Es por ello que, sin más preámbulo, les menciono los errores más comunes de los RP´s novatos y muchos de sus jefes:

  1. Falta de tacto y vocación de servicio. Ser un buen RP parte de una sola regla inamovible y necesaria en la profesión: debes ser amable. Si te falta eso o simplemente eres demasiado orgulloso y poco humilde, te va a ir mal en esta profesión. Siempre hay que tener actitud de servicio, estar dispuesto a resolver necesidades, dudas y problemas en todo momento, a tener la información a la mano, a dar un trato personalizado, evitar ser condescendiente con los demás y tratar siempre a todos con respeto. En el caso de medios de comunicación esto es muy importante porque tienes que crear sinergia con ellos. Es una relación ganar-ganar: ellos obtienen información útil para el público que los ve, lee o escucha, mientras que tú le das notoriedad a un proyecto, producto, servicio, persona o ideología. Debes ser amable en todo momento y respetuoso, evitando términos despectivos hacia tu interlocutor. Puede que suene obvio, pero deberían ver la cantidad de quejas que hay sobre RP’s sin tacto al hablar.

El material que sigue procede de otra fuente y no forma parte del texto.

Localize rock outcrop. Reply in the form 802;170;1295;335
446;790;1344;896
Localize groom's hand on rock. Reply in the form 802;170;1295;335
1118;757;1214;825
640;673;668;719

  2. No conocer a su interlocutor. No me refiero a conocerlo personalmente, pues para muchos primerizos eso será imposible. Me refiero a conocer la naturaleza, historia y enfoque de la empresa con la que estás hablando: línea editorial, secciones, tipo de especialistas, enfoque, público, zona geográfica de alcance o distribución. A muchos trainees o jóvenes becarios les endilgan una lista con la premisa de “me llamas a todos estos” pero nunca les dicen quien es quien. En caso de que te toque eso, que es el 99.9% de las veces, al menos métete a Google a investigar un poco de ellos, ya que te acompañarán en la mayoría de los proyectos en los que te involucres, en la organización donde labores o cualquier otra. Aquí hay que hacer énfasis en que, cuando los becarios trabajan con listas, es muy común que se les crucen los nombres, así que deben poner especial atención.
  3. Ignorar rangos y funciones. Es uno de los errores más frecuentes de trabajar con listas, como muchos RP´s hacen con invitaciones o boletines: no reparar en conocer los cargos de las personas con quienes están hablando. Hay veces en las que a un editor le hablan de manera tan informal como al reportero de a pie o al reportero le piden publicar cosas que no están en su poder, sino de su jefe el editor. Hay quienes se brincan al coordinador de invitados para irse directo sobre el productor. Tienen que conocer la estructura y funciones, que no está escrita en piedra, sino que varía incluso entre un mismo medio, como las estaciones de radio que tienen dinámicas diferentes. Mucho cuidado en siempre presentarse, pues a nadie le gusta hablar con el ejecutivo anónimo.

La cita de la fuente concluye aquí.